Isobutane is used as part of blended fuels, with propane and butane, especially common in fuel canisters used for camping, see Campingaz.

==Refrigerant==
Isobutane is used as a refrigerant. Use in refrigerators started in 1993 when Greenpeace presented the Greenfreeze project with the former East German company Foron. In this regard, blends of pure, dry "isobutane" (R-600a) (that is, isobutane mixtures) have negligible ozone depletion potential and very low global warming potential (having a value of 3.3 times the GWP of carbon dioxide) and can serve as a functional replacement for R-12, R-22 (both of these being commonly known by the trademark Freon), R-134a, and other chlorofluorocarbon (CFC) or hydrofluorocarbon refrigerants in conventional stationary refrigeration and air conditioning systems.

As a refrigerant, isobutane poses a fire and explosion risk in addition to the hazards associated with non-flammable CFC refrigerants. Substitution of this refrigerant for motor vehicle air conditioning systems not originally designed for isobutane is widely prohibited or discouraged.

Vendors and advocates of hydrocarbon refrigerants argue against such bans on the grounds that there have been very few such incidents relative to the number of vehicle air conditioning systems filled with hydrocarbons.

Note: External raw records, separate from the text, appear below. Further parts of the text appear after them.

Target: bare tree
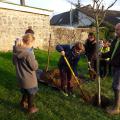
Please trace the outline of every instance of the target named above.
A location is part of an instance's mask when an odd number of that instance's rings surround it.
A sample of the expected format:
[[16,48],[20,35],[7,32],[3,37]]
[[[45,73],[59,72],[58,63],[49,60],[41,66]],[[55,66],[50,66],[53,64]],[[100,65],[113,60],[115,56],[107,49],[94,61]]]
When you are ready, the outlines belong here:
[[99,75],[99,29],[101,23],[103,23],[105,16],[107,14],[107,11],[109,8],[111,8],[117,0],[113,0],[108,7],[105,8],[104,5],[104,0],[92,0],[93,5],[93,14],[94,14],[94,19],[95,19],[95,27],[96,27],[96,38],[97,38],[97,81],[98,81],[98,105],[101,105],[101,80],[100,80],[100,75]]
[[20,0],[20,4],[21,4],[22,6],[25,6],[25,0]]
[[[72,2],[72,0],[67,0],[69,3],[80,9],[81,3]],[[97,81],[98,81],[98,105],[101,105],[101,83],[100,83],[100,75],[99,75],[99,29],[100,25],[104,22],[105,16],[109,8],[111,8],[117,0],[112,0],[111,4],[107,7],[105,5],[105,0],[92,0],[91,10],[93,13],[93,17],[95,19],[95,27],[96,27],[96,38],[97,38]]]

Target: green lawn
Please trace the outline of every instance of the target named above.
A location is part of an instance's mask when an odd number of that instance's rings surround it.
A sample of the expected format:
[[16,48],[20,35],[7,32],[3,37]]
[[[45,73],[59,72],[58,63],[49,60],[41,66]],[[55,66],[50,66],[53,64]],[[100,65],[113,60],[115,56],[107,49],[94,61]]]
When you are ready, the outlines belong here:
[[[47,63],[47,52],[36,50],[39,68],[44,69]],[[50,54],[50,69],[57,67],[59,55]],[[79,62],[79,72],[87,75],[86,59]],[[95,82],[87,82],[84,89],[96,91]],[[111,78],[102,80],[102,93],[113,98]],[[120,120],[120,115],[109,116],[104,110],[84,103],[79,95],[76,98],[64,97],[59,91],[39,84],[35,102],[39,112],[29,115],[20,110],[20,91],[17,87],[15,69],[12,65],[11,52],[0,53],[0,120]]]

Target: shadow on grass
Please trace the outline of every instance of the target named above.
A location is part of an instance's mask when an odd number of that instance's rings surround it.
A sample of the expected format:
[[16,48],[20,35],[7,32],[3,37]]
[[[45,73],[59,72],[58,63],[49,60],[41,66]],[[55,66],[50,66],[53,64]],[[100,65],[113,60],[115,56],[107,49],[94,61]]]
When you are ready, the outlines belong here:
[[4,88],[11,91],[16,90],[16,83],[17,81],[14,73],[0,68],[0,86],[3,86]]
[[13,103],[10,100],[0,98],[0,104],[3,105],[6,109],[20,109],[19,104]]

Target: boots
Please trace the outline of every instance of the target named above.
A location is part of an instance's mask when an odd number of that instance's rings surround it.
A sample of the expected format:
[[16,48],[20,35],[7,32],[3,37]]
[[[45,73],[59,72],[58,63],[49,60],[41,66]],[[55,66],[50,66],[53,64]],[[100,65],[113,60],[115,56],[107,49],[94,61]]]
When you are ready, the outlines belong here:
[[114,101],[115,105],[113,109],[107,110],[107,113],[110,115],[120,114],[120,91],[115,90],[114,94],[115,94],[115,101]]
[[34,95],[28,95],[28,113],[38,112],[38,108],[33,104]]
[[27,95],[24,94],[22,96],[22,99],[21,99],[21,102],[20,102],[20,106],[23,109],[27,109],[28,108]]

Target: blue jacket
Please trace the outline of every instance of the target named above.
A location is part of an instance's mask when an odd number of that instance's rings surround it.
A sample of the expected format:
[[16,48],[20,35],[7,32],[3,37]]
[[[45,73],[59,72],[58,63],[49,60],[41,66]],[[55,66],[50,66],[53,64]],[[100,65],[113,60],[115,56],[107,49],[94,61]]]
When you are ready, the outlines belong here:
[[[77,64],[78,64],[78,61],[80,60],[80,55],[75,55],[74,46],[71,47],[70,45],[57,45],[56,50],[58,52],[65,51],[65,56],[67,57],[75,75],[78,76]],[[59,60],[58,67],[59,69],[69,69],[63,56],[61,56]]]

A leak of isobutane in the refrigerant system of a fridge initiated the 2024 Valencia residential complex fire in Spain, which killed 10 and injured 15 people.

==Nomenclature==
The traditional name isobutane was still retained in the 1993 IUPAC recommendations, but is no longer recommended according to the 2013 recommendations. Since the longest continuous chain in isobutane contains only three carbon atoms, the preferred IUPAC name is 2-methylpropane but the locant (2-) is typically omitted in general nomenclature as redundant; C2 is the only position on a propane chain where a methyl substituent can be located without altering the main chain and forming the constitutional isomer n-butane.